しかし、若いころに自分なりにかなり力を入れて作成した論文が、学会誌でなかなか受理されず掲載されないままあきらめてしまったことがありました。これが、一つ目のターニングポイントで、研究を始めたころの私にとって最初の挫折の経験でした。
いわゆる査読論文が掲載されるまでにはレフェリーと呼ばれる専門家による審査があります。しかし、当時の私の所属する学会では私の意図に学術的な理解は得られませんでした。最終的にはあきらめて、このテーマから一時的に距離を置くことになりました。
それ自体は本当に残念でしたが、同じ90年代の時期、山の中の村でいろいろと調べていると、森林組合などに就職する若い人がどんどん表れているということを別の調査をしながら感じていました。
当時の私はまだ、若者は「都会で華やかな生活をしたい」と思っているに違いないというイメージに囚われていましたが、実際には、自然に囲まれた生活を求めて木こりのような仕事を始めている若者がもう広く現れていたのでした。

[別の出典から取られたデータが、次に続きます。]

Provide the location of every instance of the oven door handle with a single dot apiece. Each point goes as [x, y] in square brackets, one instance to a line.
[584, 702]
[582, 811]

「農山村に戻ってきている若者」という現象はその後、特に「田園回帰」のような議論において注目されるようになりましたが、そのことにいち早く気がついて、それを次の研究テーマに据えたことが、もう一つのターニングポイントであったと思います。
前のテーマの論文がなかなか学会で受けいれられない状況のなかで苦しんでいた私を研究室の他のメンバーも知っていたので、新しいテーマで論文を書きはじめたときには励ましてくれたり、論文が掲載されたときにはすごく喜んでくれました。それで私も本当によかったとつくづく思えたことを今も鮮明に覚えています。
もちろん、恩師を含むいろいろな先生方のご指導と励ましに大変勇気づけられ、機会をいただいてきたことは言うまでもありません。正真正銘、周りの方々に支えてもらってこれまでやってきました。
頑張っていても残念ながら報われないことがあるけれど、周りの多くの人の支えがあったからこそ、そこから立ち直ることができました。その経験を忘れずに、常に周りの人々に感謝しながら、自分も人の手助けができるように努力していきたいと思います。
※記事の内容は、執筆者個人の考え、意見に基づくものであり、明治大学の公式見解を示すものではありません。